Heathrow has argued that it needs the increase despite completing the bulk of its major investment plan in new terminals. But Walsh the argued that the London hub could operate much more efficiently.
He called on CAA chairman Dame Deirdre Hutton to stand up for passengers and said that Heathrow should be facing a real-terms cut in landing charges. The last review had favoured investors, Walsh claimed.
“It was very much a carrot approach to provide incentives to the airports to spend money. In effect this was a licence to print money because the more the airport invested the higher the returns,” he said.

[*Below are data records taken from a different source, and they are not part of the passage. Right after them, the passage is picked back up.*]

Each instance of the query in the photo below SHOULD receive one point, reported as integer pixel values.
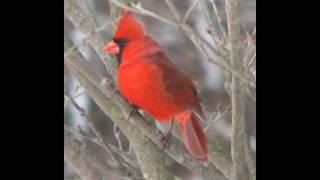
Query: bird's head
(128, 30)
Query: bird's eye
(120, 42)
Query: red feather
(151, 82)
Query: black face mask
(121, 43)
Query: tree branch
(194, 36)
(238, 91)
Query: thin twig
(238, 91)
(186, 16)
(217, 14)
(193, 35)
(213, 32)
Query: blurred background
(181, 51)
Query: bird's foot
(165, 140)
(133, 110)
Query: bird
(151, 82)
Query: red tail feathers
(193, 135)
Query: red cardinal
(149, 81)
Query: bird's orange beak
(111, 48)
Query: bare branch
(186, 16)
(217, 14)
(194, 36)
(238, 90)
(208, 16)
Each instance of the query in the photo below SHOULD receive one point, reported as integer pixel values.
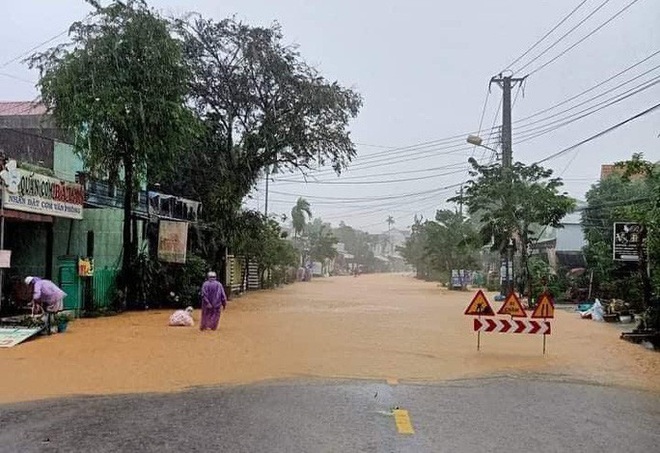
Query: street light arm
(478, 141)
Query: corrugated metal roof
(21, 108)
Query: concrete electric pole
(506, 83)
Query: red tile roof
(24, 108)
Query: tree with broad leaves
(321, 242)
(508, 201)
(261, 107)
(119, 88)
(443, 244)
(631, 196)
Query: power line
(397, 173)
(600, 134)
(621, 11)
(562, 37)
(582, 93)
(561, 22)
(544, 129)
(32, 49)
(391, 181)
(389, 197)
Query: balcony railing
(148, 204)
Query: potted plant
(62, 321)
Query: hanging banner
(626, 241)
(5, 259)
(172, 241)
(85, 267)
(32, 192)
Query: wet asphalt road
(503, 415)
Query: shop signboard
(626, 241)
(172, 241)
(10, 337)
(5, 259)
(85, 267)
(32, 192)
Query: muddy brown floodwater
(373, 327)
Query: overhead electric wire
(600, 134)
(545, 36)
(582, 93)
(547, 128)
(390, 181)
(378, 175)
(429, 147)
(32, 49)
(562, 37)
(621, 11)
(389, 197)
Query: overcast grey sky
(423, 67)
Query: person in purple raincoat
(46, 293)
(214, 300)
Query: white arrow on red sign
(512, 326)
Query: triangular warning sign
(512, 307)
(479, 306)
(545, 308)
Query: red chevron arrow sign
(512, 326)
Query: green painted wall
(27, 241)
(66, 162)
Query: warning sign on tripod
(511, 308)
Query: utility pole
(266, 201)
(460, 202)
(506, 83)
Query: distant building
(563, 246)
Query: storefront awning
(27, 216)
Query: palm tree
(390, 222)
(300, 213)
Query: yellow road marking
(402, 420)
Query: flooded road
(377, 327)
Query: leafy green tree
(631, 196)
(508, 201)
(261, 107)
(119, 87)
(300, 214)
(414, 249)
(449, 242)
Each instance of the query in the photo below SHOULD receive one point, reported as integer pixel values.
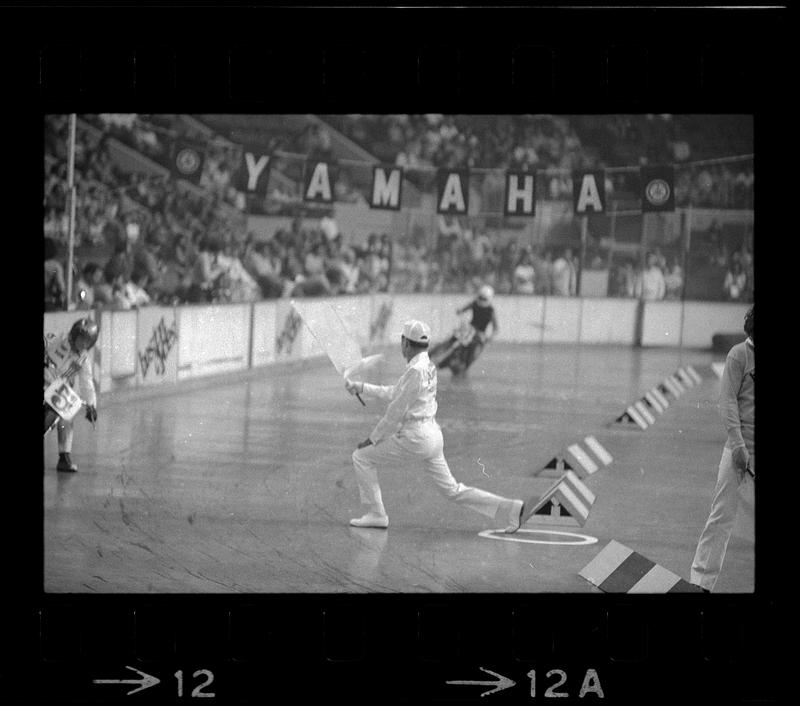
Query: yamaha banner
(253, 175)
(387, 187)
(589, 191)
(319, 181)
(658, 188)
(187, 161)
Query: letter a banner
(589, 191)
(319, 180)
(658, 188)
(452, 192)
(387, 187)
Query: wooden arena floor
(246, 485)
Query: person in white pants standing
(737, 466)
(408, 432)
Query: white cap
(485, 294)
(416, 331)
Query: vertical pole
(582, 261)
(612, 232)
(71, 187)
(687, 224)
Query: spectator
(565, 278)
(135, 290)
(508, 260)
(207, 273)
(735, 284)
(265, 269)
(350, 271)
(650, 284)
(85, 284)
(102, 289)
(238, 283)
(54, 286)
(524, 273)
(673, 281)
(544, 273)
(120, 263)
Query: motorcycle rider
(465, 347)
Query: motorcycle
(460, 350)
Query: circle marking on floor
(583, 539)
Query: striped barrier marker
(598, 450)
(660, 397)
(567, 502)
(576, 459)
(684, 377)
(640, 407)
(695, 375)
(668, 385)
(630, 417)
(619, 569)
(677, 383)
(650, 400)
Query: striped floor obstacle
(669, 386)
(653, 403)
(631, 418)
(694, 374)
(619, 569)
(567, 502)
(683, 375)
(577, 459)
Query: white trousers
(713, 542)
(421, 444)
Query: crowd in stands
(145, 238)
(547, 143)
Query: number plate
(63, 399)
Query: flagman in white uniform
(408, 432)
(737, 406)
(69, 356)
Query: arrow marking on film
(145, 683)
(503, 683)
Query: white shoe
(515, 516)
(371, 519)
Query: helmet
(417, 332)
(749, 321)
(83, 335)
(485, 295)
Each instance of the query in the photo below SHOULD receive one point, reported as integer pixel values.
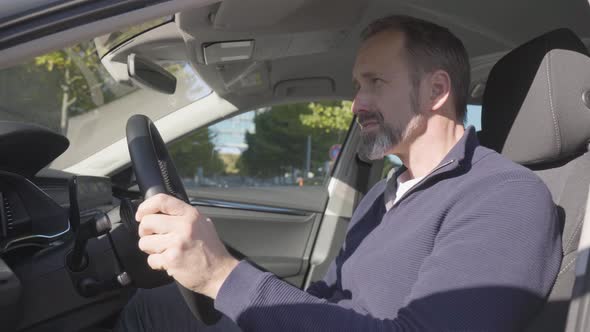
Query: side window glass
(473, 118)
(288, 145)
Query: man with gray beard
(458, 239)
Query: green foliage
(194, 151)
(280, 142)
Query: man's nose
(359, 104)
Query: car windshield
(70, 92)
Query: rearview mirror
(149, 74)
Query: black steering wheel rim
(155, 173)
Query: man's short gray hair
(430, 47)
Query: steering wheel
(156, 174)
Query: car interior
(188, 72)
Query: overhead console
(27, 214)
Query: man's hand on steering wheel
(184, 243)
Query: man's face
(386, 104)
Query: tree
(279, 144)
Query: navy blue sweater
(474, 246)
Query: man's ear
(440, 89)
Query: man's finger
(156, 224)
(157, 262)
(155, 244)
(161, 203)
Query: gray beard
(375, 146)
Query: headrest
(536, 106)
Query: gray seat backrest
(536, 111)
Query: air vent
(8, 213)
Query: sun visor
(307, 87)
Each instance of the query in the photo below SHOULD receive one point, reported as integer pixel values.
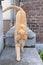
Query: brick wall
(34, 11)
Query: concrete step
(29, 57)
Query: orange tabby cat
(20, 35)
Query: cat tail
(12, 7)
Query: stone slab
(29, 57)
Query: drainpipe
(1, 29)
(12, 13)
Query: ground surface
(29, 57)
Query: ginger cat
(20, 34)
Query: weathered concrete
(29, 57)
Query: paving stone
(29, 57)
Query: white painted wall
(6, 15)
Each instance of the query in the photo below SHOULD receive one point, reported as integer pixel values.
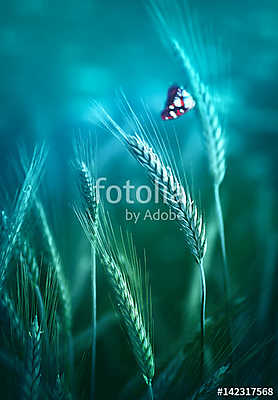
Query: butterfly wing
(178, 102)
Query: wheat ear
(123, 271)
(32, 373)
(63, 292)
(23, 202)
(164, 13)
(87, 192)
(172, 191)
(10, 319)
(28, 260)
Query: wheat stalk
(28, 260)
(10, 318)
(123, 270)
(174, 23)
(23, 202)
(172, 191)
(32, 373)
(87, 193)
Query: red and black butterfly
(179, 101)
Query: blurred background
(59, 57)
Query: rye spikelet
(178, 199)
(167, 181)
(3, 224)
(10, 319)
(23, 202)
(175, 195)
(64, 297)
(86, 179)
(32, 373)
(175, 24)
(89, 205)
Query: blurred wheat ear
(86, 182)
(33, 174)
(32, 373)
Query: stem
(150, 392)
(203, 314)
(94, 322)
(222, 239)
(226, 269)
(41, 311)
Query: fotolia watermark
(157, 215)
(131, 194)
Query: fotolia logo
(143, 194)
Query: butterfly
(179, 101)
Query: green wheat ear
(33, 173)
(86, 182)
(32, 372)
(163, 173)
(130, 287)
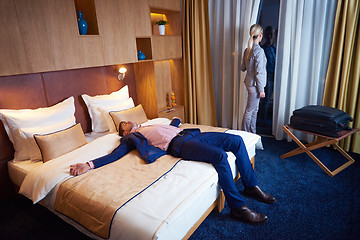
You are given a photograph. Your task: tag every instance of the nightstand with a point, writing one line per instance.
(177, 111)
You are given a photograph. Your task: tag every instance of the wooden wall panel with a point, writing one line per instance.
(119, 22)
(163, 83)
(13, 58)
(51, 36)
(146, 87)
(177, 80)
(166, 47)
(173, 5)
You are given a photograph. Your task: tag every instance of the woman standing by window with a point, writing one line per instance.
(254, 62)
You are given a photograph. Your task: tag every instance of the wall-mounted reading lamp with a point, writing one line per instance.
(122, 72)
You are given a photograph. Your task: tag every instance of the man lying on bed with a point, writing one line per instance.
(155, 141)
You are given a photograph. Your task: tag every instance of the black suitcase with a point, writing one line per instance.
(323, 120)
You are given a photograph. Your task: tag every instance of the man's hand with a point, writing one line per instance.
(79, 168)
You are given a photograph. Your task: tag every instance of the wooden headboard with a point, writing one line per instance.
(46, 89)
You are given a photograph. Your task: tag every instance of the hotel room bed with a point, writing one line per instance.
(177, 200)
(180, 200)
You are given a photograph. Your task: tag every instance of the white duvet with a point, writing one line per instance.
(40, 181)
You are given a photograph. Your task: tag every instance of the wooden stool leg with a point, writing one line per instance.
(315, 145)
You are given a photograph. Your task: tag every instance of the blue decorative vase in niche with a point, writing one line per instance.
(141, 55)
(82, 24)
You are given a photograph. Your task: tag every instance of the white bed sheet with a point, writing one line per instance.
(165, 218)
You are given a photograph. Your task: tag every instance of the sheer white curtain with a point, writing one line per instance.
(303, 49)
(230, 21)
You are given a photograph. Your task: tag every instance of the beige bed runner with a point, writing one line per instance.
(93, 198)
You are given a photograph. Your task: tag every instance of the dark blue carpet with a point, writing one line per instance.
(310, 204)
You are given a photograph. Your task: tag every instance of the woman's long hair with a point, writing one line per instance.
(255, 31)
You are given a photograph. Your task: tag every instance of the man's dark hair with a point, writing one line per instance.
(121, 130)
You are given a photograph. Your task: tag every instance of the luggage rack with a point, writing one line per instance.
(322, 141)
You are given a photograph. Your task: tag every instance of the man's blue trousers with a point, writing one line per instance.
(211, 147)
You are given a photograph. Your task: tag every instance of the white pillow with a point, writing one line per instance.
(28, 118)
(28, 136)
(106, 113)
(98, 123)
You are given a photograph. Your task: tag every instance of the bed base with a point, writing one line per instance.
(218, 206)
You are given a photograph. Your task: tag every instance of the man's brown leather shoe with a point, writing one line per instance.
(258, 194)
(246, 215)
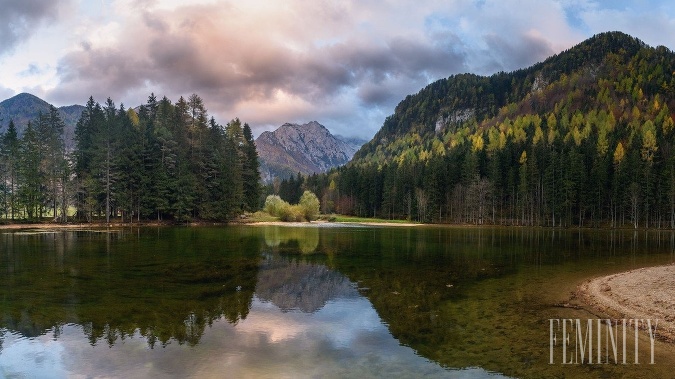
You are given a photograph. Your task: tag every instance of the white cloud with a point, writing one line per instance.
(270, 62)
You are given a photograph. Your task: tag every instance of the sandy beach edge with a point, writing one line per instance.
(644, 293)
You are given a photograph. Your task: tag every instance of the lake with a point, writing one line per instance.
(323, 300)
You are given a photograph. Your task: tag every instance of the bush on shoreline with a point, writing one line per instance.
(307, 209)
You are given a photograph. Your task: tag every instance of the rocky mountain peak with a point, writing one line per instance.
(308, 148)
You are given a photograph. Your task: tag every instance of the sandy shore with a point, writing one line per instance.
(646, 293)
(329, 223)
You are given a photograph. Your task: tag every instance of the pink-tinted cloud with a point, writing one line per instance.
(345, 64)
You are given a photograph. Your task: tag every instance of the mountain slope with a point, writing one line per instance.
(468, 98)
(308, 149)
(25, 107)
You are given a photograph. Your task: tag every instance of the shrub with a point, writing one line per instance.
(274, 205)
(309, 205)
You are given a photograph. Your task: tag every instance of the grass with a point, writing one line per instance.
(259, 216)
(341, 218)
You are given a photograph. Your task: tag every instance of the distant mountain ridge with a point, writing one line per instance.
(25, 107)
(308, 148)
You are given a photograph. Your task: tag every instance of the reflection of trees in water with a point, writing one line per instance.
(166, 287)
(293, 284)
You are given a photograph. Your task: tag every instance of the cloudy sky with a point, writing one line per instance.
(345, 63)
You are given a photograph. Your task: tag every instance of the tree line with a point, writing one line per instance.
(160, 161)
(566, 143)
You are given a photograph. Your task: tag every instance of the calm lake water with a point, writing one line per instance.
(317, 301)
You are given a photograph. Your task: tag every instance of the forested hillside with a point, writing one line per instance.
(166, 161)
(584, 138)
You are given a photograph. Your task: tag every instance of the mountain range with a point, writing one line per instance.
(308, 148)
(292, 148)
(586, 137)
(25, 107)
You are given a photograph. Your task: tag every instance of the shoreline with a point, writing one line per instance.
(329, 223)
(644, 293)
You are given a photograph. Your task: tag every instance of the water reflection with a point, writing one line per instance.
(297, 285)
(330, 302)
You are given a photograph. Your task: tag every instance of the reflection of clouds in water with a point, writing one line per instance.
(343, 339)
(307, 238)
(297, 285)
(40, 357)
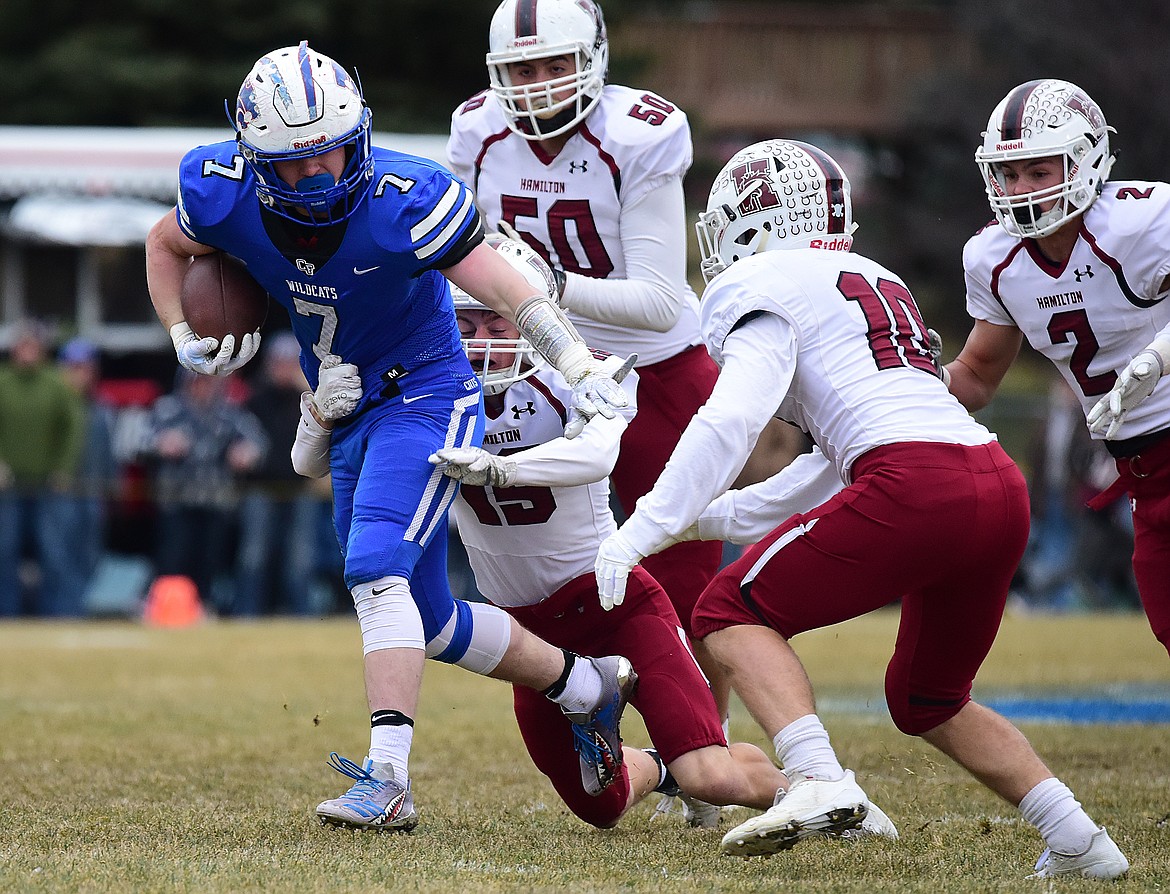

“Dame Deirdre Hutton has to ensure that the interests of the consumer are at the heart of what they do and clearly allowing increases way in excess of the rate of inflation cannot be seen to be in the interests of the consumer. The spotlight is firmly on her and the board.”
IAG has made a submission to the CAA review that argues Heathrow is a monopoly service provider that can lower its cost of capital, become more efficient and still invest in the airport.
Walsh said that the last round of CAA-agreed charges had meant Heathrow had become one of the most expensive hub airports in the world.
“It is a headwind against the UK economy. It is the UK’s only hub airport, connecting us to critical growth markets. And the UK needs to work out how we move from a period of austerity to a period of growth.
“We have to be conscious about the UK’s uncompetitive position globally. The UK is becoming very uncompetitive in terms of access and I think we are suffering. The shareholders of Heathrow have benefited significantly over the last few years and the consumers haven’t.”